Summary of Deep Hermes 3 Model Evaluation

  • Model Overview:
    • Deep Hermes 3 is a local thinking model with long Chain of Thought reasoning.
    • It can toggle between thinking and non-thinking modes using a system prompt.
    • The model is based on llama 3.1 and has 8 billion parameters.
    • It was tested using LM Studio.
  • Model Performance:
    • Google Sheets Formula Test:
      • Without thinking mode, the model failed to generate a correct formula.
      • With thinking mode enabled, it successfully created a formula based on given conditions.
    • Wolfram Alpha Factorization Test:
      • Without thinking mode, the model provided an incorrect factorization.
      • With thinking mode, it eventually arrived at the correct factorization after extensive deliberation.
    • Physics Simulation Test:
      • The model performed poorly in programming a bouncing ball inside a spinning hexagon.
      • The provided Python code did not meet the task requirements.
    • Chemistry Compound Identification Test:
      • Deep Hermes 3 correctly identified the compound vanillin, outperforming other models.
    • Medical Diagnosis Test:
      • The model incorrectly diagnosed a set of symptoms, providing an unrelated disease.
    • Math Problem Test:
      • The model failed to solve an IIT-JEE entrance exam problem, even after 10 minutes of processing.
  • Overall Experience:
    • The model excels in reasoning within context and performs well on local machines.
    • It shows improvement over the llama 3.1 8 billion parameter model, especially with thinking enabled.

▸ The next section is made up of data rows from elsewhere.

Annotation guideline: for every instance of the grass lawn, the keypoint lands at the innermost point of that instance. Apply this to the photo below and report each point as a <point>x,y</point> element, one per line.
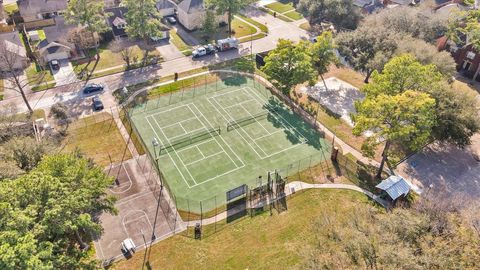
<point>261,26</point>
<point>110,59</point>
<point>97,137</point>
<point>178,42</point>
<point>280,7</point>
<point>1,89</point>
<point>306,26</point>
<point>35,74</point>
<point>261,242</point>
<point>294,15</point>
<point>240,29</point>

    • The system prompt can be customized to direct the model’s behavior.
  • Usage Instructions:
    • To use Deep Hermes 3, download it from the Discover Tab in LM Studio.

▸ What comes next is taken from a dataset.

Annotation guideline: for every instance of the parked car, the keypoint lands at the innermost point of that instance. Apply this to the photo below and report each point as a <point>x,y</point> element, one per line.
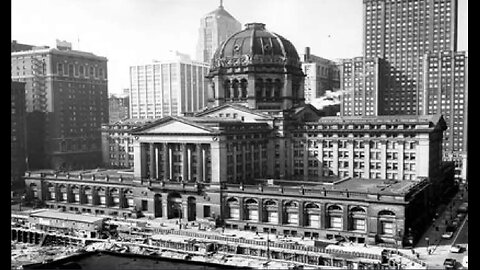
<point>463,208</point>
<point>449,263</point>
<point>447,235</point>
<point>456,249</point>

    • The model requires about 4.7 GB of storage.
    • Add the system prompt from the Hugging Face model page to LM Studio to enable thinking mode.
  • Conclusion:
    • The model is highly capable in certain contexts but has limitations.
    • The creator encourages users to try the model and provide feedback on the tests conducted.

Detailed Instructions and URLs

  • No specific CLI commands, website URLs, or detailed instructions were provided in the transcript.